I am 63 and have dealt with a narcisistic controlling mother who is 90 now. I am just unraveling now! Also, i am caring for her despite the fact she has the resources to have someone else do it! Fortunately, we do not live together. I am 3 minutes from her. Trying to disengage. I am a strong independent women, I can take care of myself. I was married to a narc/alcoholic husband for 30 years. Somehow, I have 3 grown, responsible children with 5 beautiful children. I want to spent more time with them but they live far away. My other sibs have made the break from her already! No one likes to be around her. How sad.
Hi Roland,
I want to thank you for this article and all the others. I am new to this process. I am 37 and newly divorced from yet another narcissistic relationship. I have been struggling with addiction since I was 12 and I always thought that addiction was genetic. I now see that maybe it isn’t. I have been trying to numb my feelings for a very long time. I have 38 days sober again today. And I just started therapy a month ago to deal with the PTSD I was just diagnosed with a month ago also. I finally have an explanation to all my hurt and suffering and I’m relieved to know why. I had an abortion last October because my ex convinced me I would never be able to raise that child on my own (we have a 5 year old together) but during our 3 year separation I got pregnant by someone else, also a recovering addict who took off to California as soon as he found out I was pregnant. I was so brainwashed and thought that in June when I had told my ex about the pregnancy and he said he made a mistake and he did love me and wanted to be with me that I believed him, only for him ultimately to convince me I couldn’t do it alone and if I didn’t have the abortion he wouldn’t be with me. He had me so utterly convinced that I wouldn’t be able to do it alone that I let him pay for an abortion. Then only a month after to start pulling away from me again and treating worse than he did the last time we were together. It’s been a real shit show to say the least. I beat myself up every day for being such a weak-minded person for killing my own baby for a POS like him because I wanted to believe he actually cared and loved me and that what he told me was the truth. I know this all sounds twisted when I write this out, even to me. I am trying to get through the pain as best I can. I have learned over the years how to compartmentalize my thoughts and feelings that it’s become easy for it to be out of sight out of mind kind of thing. I think that’s called dissociation, but there may be another term for it, I’m not sure. It’s another new term to me. I’m still learning. But how do I just negate the fact that I did what I did? It seems impossible for me. I literally want to die every time I bring up those feelings. I went against my own morals. The one thing I said I would never do. To me I committed the worst sin. And I will never get to see my baby, ever. How do I work past that pain? Thanks for hearing me out.
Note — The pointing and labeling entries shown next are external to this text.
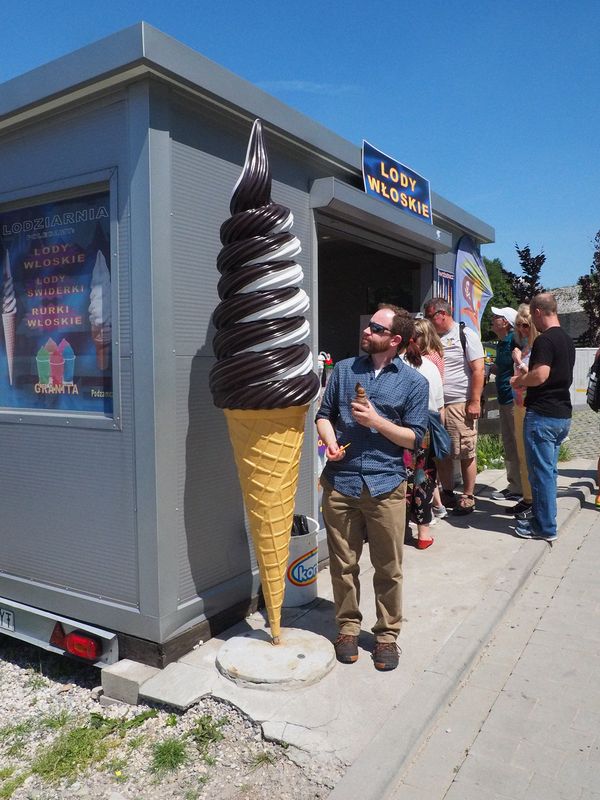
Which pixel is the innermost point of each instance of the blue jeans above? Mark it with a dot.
(543, 437)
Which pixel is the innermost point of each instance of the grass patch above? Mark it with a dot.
(135, 742)
(9, 787)
(207, 731)
(169, 755)
(490, 452)
(77, 749)
(55, 722)
(262, 759)
(14, 736)
(71, 753)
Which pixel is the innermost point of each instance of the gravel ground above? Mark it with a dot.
(51, 723)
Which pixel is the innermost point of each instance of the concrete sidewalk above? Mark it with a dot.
(362, 723)
(525, 725)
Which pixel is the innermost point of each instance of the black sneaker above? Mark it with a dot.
(346, 648)
(448, 497)
(520, 508)
(386, 656)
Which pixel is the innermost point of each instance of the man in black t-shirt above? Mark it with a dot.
(548, 415)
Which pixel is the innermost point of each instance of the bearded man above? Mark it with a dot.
(364, 480)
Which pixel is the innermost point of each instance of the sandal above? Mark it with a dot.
(465, 505)
(448, 498)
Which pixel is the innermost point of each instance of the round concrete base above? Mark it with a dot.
(301, 659)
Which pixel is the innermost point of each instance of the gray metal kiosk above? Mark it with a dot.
(121, 512)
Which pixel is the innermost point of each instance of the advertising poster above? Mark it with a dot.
(56, 337)
(394, 183)
(473, 290)
(445, 286)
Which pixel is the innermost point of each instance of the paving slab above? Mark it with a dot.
(455, 594)
(300, 659)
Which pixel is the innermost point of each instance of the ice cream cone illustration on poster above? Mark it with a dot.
(263, 378)
(9, 316)
(100, 311)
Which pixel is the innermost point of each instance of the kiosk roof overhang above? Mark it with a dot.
(143, 52)
(339, 200)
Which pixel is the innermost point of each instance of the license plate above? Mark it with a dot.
(7, 620)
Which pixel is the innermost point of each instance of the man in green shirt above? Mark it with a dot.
(503, 322)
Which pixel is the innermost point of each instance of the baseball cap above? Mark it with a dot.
(509, 314)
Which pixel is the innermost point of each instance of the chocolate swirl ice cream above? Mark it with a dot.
(263, 360)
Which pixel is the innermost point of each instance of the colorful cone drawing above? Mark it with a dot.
(9, 316)
(100, 312)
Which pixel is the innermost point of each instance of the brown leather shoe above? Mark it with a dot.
(465, 505)
(346, 648)
(386, 656)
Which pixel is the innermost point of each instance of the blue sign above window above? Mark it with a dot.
(394, 183)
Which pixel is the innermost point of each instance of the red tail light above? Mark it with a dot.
(83, 645)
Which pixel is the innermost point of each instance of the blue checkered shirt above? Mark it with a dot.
(399, 393)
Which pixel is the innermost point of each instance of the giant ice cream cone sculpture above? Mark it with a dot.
(9, 316)
(264, 377)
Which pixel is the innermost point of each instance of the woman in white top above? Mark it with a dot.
(422, 472)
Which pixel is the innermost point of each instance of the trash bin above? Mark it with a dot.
(303, 565)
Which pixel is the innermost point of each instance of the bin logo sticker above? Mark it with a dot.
(55, 285)
(302, 572)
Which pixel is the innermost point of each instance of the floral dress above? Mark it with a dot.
(421, 481)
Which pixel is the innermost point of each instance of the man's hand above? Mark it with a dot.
(365, 414)
(473, 409)
(334, 452)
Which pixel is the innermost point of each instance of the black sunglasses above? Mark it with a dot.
(377, 328)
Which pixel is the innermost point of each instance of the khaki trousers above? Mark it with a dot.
(382, 518)
(511, 456)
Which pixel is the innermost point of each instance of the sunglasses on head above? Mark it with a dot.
(375, 327)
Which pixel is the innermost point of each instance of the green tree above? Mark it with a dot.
(503, 295)
(528, 284)
(589, 297)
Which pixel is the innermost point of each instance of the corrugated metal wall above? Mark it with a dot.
(67, 494)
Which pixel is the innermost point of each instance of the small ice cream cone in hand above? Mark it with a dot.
(361, 395)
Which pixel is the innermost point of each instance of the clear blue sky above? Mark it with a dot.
(496, 103)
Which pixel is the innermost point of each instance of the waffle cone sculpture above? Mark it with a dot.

Hi April, thanks for sharing your story. Please email me at roland@rolandbal.com so I can forward you some colleagues you could work with directly.
Thanks for sharing such a helpful article.
You’re welcome.
Roland, it seems to me the practice of “focusing” (coined by Gendlin) is something like what you’re saying.
Noticing, allowing and being with – in an observant and compassionate way , rather than falling into and being overwhelmed.
It’s useful. Thank you for reminding me – I needed it!
Since becoming the Identified Patient in the family, (late 1960’s), my trauma was medicalized and medicated. Any therapy was an attempt to get me to change my thinking, i.e. think like the therapist. I was told what was wrong with me. Nobody asked me what happened to me. My healing began when I stopped medicating and started meditating. I have a long way to go.
As a child, we often take on emotions from our near family and express them as symptoms. In turn, this shifts the focus away from the family issue(s) and onto the “in need” child.